Testing the TK Tar Baby

[TinselKoala]

Now.... does he mean that it took 3 hours for his insulated load cell to increase the temperature of 175 mL of water by 14.4 degrees C?

It takes (14.4 degrees x 175 mL) = 2520 Joules to heat that water that much. 3 hours is 10800 seconds, and a Watt is a Joule per Second, so the average power needed simply to heat the water is 2520 Joules PER 10800 seconds, or 2520/10800 = about a quarter of a Watt average, over the entire period.  (or 0.233333333..... Watt if you prefer.)

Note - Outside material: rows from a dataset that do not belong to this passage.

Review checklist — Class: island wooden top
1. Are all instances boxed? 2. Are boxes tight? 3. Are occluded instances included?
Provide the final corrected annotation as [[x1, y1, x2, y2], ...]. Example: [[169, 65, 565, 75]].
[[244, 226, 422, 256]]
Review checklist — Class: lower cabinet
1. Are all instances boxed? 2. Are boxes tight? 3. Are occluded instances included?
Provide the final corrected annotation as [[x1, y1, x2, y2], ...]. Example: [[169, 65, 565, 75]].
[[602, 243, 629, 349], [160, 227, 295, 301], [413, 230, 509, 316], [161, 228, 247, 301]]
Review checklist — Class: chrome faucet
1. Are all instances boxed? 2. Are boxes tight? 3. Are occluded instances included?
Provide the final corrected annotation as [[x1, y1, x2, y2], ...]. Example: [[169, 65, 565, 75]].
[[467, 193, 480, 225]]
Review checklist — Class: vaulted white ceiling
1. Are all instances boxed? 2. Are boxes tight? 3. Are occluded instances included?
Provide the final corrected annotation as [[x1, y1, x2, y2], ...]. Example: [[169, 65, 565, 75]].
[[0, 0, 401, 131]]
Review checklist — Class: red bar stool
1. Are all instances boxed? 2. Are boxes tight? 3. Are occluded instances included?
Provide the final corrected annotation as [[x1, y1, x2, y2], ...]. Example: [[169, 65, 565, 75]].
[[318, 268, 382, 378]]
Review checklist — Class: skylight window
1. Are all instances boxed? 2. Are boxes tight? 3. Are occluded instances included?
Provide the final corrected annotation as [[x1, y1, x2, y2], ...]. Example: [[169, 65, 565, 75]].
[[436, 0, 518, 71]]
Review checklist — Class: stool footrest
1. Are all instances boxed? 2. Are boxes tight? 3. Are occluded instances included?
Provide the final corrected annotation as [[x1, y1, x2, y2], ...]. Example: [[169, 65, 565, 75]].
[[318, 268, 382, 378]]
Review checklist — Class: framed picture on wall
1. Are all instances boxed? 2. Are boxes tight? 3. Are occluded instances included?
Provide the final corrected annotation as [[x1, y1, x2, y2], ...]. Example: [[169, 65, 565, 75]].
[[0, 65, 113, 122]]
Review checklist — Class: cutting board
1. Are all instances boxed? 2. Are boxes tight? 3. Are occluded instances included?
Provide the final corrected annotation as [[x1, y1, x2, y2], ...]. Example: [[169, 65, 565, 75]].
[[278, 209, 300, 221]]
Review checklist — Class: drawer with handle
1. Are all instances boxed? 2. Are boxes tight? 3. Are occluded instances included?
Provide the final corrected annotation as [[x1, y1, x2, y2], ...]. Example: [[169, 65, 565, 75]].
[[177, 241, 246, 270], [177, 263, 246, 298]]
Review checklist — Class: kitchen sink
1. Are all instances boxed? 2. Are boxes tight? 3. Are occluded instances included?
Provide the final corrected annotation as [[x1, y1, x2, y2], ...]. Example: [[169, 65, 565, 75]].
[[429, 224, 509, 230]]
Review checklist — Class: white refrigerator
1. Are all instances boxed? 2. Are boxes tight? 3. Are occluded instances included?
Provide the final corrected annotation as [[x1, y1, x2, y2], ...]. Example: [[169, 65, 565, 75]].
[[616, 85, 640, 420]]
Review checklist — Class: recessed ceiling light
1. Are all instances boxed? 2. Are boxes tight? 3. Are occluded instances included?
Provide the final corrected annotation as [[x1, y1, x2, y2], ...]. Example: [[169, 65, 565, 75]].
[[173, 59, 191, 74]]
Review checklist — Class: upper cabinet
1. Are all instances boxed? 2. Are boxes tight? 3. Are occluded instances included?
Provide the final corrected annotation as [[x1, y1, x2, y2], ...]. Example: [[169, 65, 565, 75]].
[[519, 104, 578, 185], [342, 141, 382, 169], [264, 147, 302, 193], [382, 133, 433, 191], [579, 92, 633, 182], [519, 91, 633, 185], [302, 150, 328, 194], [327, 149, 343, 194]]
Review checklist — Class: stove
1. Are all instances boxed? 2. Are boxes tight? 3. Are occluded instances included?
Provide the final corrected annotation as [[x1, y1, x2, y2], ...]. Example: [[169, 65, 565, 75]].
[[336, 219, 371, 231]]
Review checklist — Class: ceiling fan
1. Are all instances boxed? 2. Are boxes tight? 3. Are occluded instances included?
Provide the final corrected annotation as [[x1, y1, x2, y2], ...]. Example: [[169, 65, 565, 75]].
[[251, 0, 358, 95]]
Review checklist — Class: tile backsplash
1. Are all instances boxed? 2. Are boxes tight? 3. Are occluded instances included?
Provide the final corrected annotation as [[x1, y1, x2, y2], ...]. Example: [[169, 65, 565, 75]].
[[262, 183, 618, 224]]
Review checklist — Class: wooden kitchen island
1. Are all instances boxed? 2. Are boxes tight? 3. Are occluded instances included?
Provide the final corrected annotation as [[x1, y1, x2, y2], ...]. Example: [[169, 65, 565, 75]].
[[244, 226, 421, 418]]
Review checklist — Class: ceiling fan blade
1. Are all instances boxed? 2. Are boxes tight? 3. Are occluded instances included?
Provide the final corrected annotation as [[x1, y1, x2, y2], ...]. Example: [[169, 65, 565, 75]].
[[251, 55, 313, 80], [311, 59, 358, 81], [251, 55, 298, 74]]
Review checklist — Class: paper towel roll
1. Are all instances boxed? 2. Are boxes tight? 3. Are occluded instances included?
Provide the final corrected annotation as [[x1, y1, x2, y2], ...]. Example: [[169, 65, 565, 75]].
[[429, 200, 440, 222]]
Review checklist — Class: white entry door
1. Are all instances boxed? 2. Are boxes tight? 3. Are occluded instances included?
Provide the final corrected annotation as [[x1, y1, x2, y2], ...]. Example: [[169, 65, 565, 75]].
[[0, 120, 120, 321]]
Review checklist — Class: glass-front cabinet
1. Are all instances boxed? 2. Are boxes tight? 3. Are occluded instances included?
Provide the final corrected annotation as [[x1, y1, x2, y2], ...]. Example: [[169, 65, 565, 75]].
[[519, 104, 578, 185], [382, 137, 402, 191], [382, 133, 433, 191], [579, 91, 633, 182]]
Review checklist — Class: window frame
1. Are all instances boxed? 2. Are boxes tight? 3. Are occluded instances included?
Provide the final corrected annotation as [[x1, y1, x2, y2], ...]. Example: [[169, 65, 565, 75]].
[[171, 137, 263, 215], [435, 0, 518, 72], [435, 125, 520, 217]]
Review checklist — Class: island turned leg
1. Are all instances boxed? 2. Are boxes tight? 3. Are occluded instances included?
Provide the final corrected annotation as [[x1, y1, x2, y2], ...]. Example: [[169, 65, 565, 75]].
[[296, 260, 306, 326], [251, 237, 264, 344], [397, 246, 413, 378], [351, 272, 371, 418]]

The circuit, according to gmeast's measurements, took 0.43885 Watt to do it ( measured to the hundredth of a milliWatt how? ), for a heating efficiency of 0.23333/0.43885 or a little over 50 percent. Most of the losses probably occur in the  mosfet itself, and through the insulation of the load cell.

Where did gmeast's " .9766867Watt to do that" (sic) number come from, can anyone tell me? Is this a calibrated measurement?

[Magluvin]

0.23333/0.43885 or a little over 50 percent.

Where did gmeast's " .9766867Watt to do that" (sic) number come from, can anyone tell me? Is this a calibrated measurement?

Looks like GM knows how to use a calculator. ;]

MaGs

[mrsean2k]

The only way I can see that figure being in some way correct, is if 0.97-blah-blah is the calculated instantaneous power during the on phase of his duty cycle, making his duty cycle ~25%. That would let him arrive at the correct total energy required for that increase in temp.? Very hard to tell from the phrasing used.

[TinselKoala]

http://en.wikipedia.org/wiki/Dolomite

http://en.wikipedia.org/wiki/Diorite

[TinselKoala]

Can't you be more specific, .99? Just where, exactly, is Ainslie wrong?




And three months of careful and patient explanation, poynt by carefully argued poynt, are gone ... like tears in rain.